Bölüm 2:Esaretin Yansıması

1.7K 95 32
                                    

Yunan'ın şehre inmesiyle Izmir'in dört bir yanı kan kokuyordu. Açılan yaylım ateşi neticesinde dört yüz Türk şehit edilmişti. Üstelik evveliyattan var olan hastalıkların tedavisi için lazım gelen teçhizat bulunmadığından, şehrin ve civar köylerin dört bir yanından ölüm haberleri yükseliyordu.
Yunan üniformasını taşıyan birinin yardımına muhtaç kalmak Necdet'in içini ziyadesiyle burkuyordu; lakin yeni mezun bir hekim olarak ne yapması lazım geldiğinin pek tabi bilincindeydi. Şahsi hislerini yeniden bir kenara bırakıp bu ortaklığa güvenmek zorunda olduğunu idrak edeli pek olmamıştı. O teğmenin ettiği afilli lafların hiçbirine itimadı yoktu; lakin itimat etmekten başka çaresi de yoktu.

"Başhekimim."

İleriye dalmış vaziyetteki genç adam ardından gelen sese farketse dahi tepki vermemiş, dalgınlığının ve derin düşüncelerinin tesirini henüz üzerinden atamamıştı. 

"Başhekimim."

Tekrarlayan çağrının ardından irkilerek geriye döndü Necdet. Başındaki düşünceler içini iyiden iyiye sıkıyordu. Elinde oynadığı kağıdı buruşturup masanın üzerine fırlatıverdi. Öylece kenara attığı kağıt bir davetiyeydi.

"Kutsal Yunan Ordusu'nun Anadolu'ya ayak basışının ve sonsuz hakimiyetinin şerefine düzenlenecek bu baloda, sizleri aramızda görmekten onur duyarız.

General Vasilis Papadopoulos

Yunan Orduları Kumandanı"

"Bir Yunan kumandanı geldi, yarasının pansumanı için beklemekte."

"Edin o vakit, hemşire." dedi Necdet, sitemkar bir sesle.

"Lakin yarasını kontrol ettiğimde tabi olmayan bir vaziyet sezdim, bakmanız icap eder."

"Peki." diyerek başını salladı sıkıntıyla. Bir an evvel işini bitirme niyetindeydi; çünkü Katip Cevdet adı ile yayımladığı yeni bir yazı ile yurtdaşları, hayatını yitiren diğer yurtdaşlarının cenaze merasimini tertip etmek adına toplanmaya çağırmıştı. Başta Hasan Basri olmak üzere vatan için canından olmuş her kimse, veda edeni yolcu etmek elzemdi.

Bir hışımla açtığı kapının ardında yorgunluk çöken gözlerine temas eden mavi gözlerle birlikte, genç adamın vücudunun her bir zerresi karıncalanıyor, kalbinden o andan itibaren yayılan ateş tüm bedenini bir yangın misali sarmalıyordu.

Kendine bakan gözleri en son Selanik'te görmüştü Necdet. En son üzerini örttüğü battaniyenin altından, titreyen küçük elleri tutmuştu karşısında duran adamın ellerini. Necdet'i Necdet yapan ne varsa, şimdi karşısında dikilen adamı yitirişindendi.

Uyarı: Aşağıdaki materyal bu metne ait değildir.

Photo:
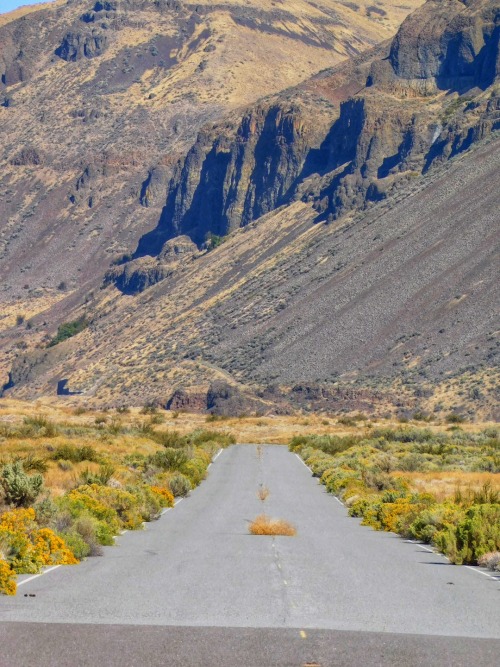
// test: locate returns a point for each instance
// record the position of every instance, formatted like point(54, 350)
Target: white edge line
point(35, 576)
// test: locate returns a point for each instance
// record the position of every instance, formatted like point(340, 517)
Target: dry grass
point(447, 484)
point(263, 493)
point(263, 525)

Aklını yitirecek gibi hissediyordu Necdet, çünkü yıllardır yasının ateşi yüreğinin köşesinde yanan babası şimdi karşısındaydı.

Yutkunmasıyla boğazından geçen, yırtıcı bir yumru önce ciğerlerine uğradı, ardından kalbini buldu. Şaşkınlık hissiyatı en tesirli biçimde zihnine hucum ederken, pek tabi sevinci de eteklerine takıp yüreğine sürüklüyordu. O gök mavisi gözlere bakakaldı; yüzünde içindeki tüm acılara ve kaygılara inat tezahür eden gülüşü bir bahar gibi çehresine yerleşse de, aşağı inen gözlerin bulduğu üniforma o gülüşü yeni bir hayret ve hüzünle soldurmuştu.

"Baba..." dedi fısıltıyla. Boğazına takılı kalan yumruyu kovalamak ister gibi derin bir nefes aldı.

Şimdi o gök mavisi gözlerdeki siyahlıklar gitgide büyüyen bir hal almışken, maviliklere hücum eden yaşın ve yüzünde vuku bulan, Necdetinkine benzer hissiyatların varlığını idrak etmemeye imkan yoktu. Derin bir nefes aldı Cevdet, vazifesi adına yürüdüğü bu yolda ailesini kaybettiğini zannetmesi yıllar boyu derin bir yasa sürüklemişken onu, yaşadığı hayret ve sevincin hududu yoktu.